I can’t help but notice that you guys can’t quote from the paper to support the points you’re making about Dershowitz.

Excuse me, but I was busy meeting with a student. I have read the paper, since you are so keen on us doing so. I suppose one’s reaction to Dershowitz’ arguments for “torture warrants” depends on one’s acceptance of torture as a legitimate means of obtaining information. Clearly, Dershowitz has no qualms about torture being acceptable, as long as there are clear legal avenues for its use.

Moreover the rights of the suspect would be better protected with a warrant requirement. He would be granted immunity, told that he was now compelled to testify, threatened with imprisonment if he refuses to do so and given the option of providing the requested information. Only if he refused to do what he was legally compelled to do - - provide necessary information which could not incriminate him because of the immunity - - would he be threatened with torture. Knowing that such a threat was authorized by the law, he might well provide the information. If he still refused to, he would be subjected to judicially monitored physical measures designed to cause excruciating pain without leaving any lasting damage. A sterilized needle underneath the nail might be one such approved method. This may sound brutal, but it does not compare in brutality with the prospect of thousands of preventable deaths at the hands of fellow terrorists.

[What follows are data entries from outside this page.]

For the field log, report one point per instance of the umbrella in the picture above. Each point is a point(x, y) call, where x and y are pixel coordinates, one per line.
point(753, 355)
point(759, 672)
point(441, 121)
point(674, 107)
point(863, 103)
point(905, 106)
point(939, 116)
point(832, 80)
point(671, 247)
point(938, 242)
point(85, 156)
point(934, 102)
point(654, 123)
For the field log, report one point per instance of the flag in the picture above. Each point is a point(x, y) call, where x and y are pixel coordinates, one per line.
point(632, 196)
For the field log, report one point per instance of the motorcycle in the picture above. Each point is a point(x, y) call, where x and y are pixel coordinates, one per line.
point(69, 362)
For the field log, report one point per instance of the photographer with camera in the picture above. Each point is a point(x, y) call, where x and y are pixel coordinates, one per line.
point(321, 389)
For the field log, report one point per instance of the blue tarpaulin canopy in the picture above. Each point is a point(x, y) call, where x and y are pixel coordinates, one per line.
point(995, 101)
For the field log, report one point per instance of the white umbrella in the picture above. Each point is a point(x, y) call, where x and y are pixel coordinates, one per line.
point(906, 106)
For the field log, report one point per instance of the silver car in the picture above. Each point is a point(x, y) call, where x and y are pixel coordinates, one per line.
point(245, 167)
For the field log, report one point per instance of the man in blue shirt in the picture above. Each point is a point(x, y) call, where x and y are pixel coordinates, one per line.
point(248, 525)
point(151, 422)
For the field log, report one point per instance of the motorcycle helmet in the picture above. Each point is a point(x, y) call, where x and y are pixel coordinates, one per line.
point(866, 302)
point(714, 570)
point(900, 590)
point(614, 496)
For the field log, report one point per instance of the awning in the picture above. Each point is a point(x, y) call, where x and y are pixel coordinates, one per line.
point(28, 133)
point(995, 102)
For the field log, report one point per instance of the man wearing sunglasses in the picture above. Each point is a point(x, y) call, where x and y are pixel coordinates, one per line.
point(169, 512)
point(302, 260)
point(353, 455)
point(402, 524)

There are many hypotheticals in just this one extract, enough to make the entire argument pretty weak.

1. We have someone in custody who may have information about a terroristic act.
2. He refuses to cooperate.
3. There are no other possible sources of information.
4. We get a “torture warrant.”
5. He still refuses.
6. We stick needles under his fingernails.
7. He sings like a canary.
8. Problem solved!

He refers to Israeli cases in which some useful information was obtained by mild torture techniques. Then the Israeli courts declared such techniques illegal. Yet, in the same paper, using the aforesaid hypotheticals, he says basically that the Israeli Supreme Court was wrong in its decision, because torture sometimes is justified.

I don’t find his argument convincing in the least. I also find his suggestion that torture should be legally condoned abhorrent.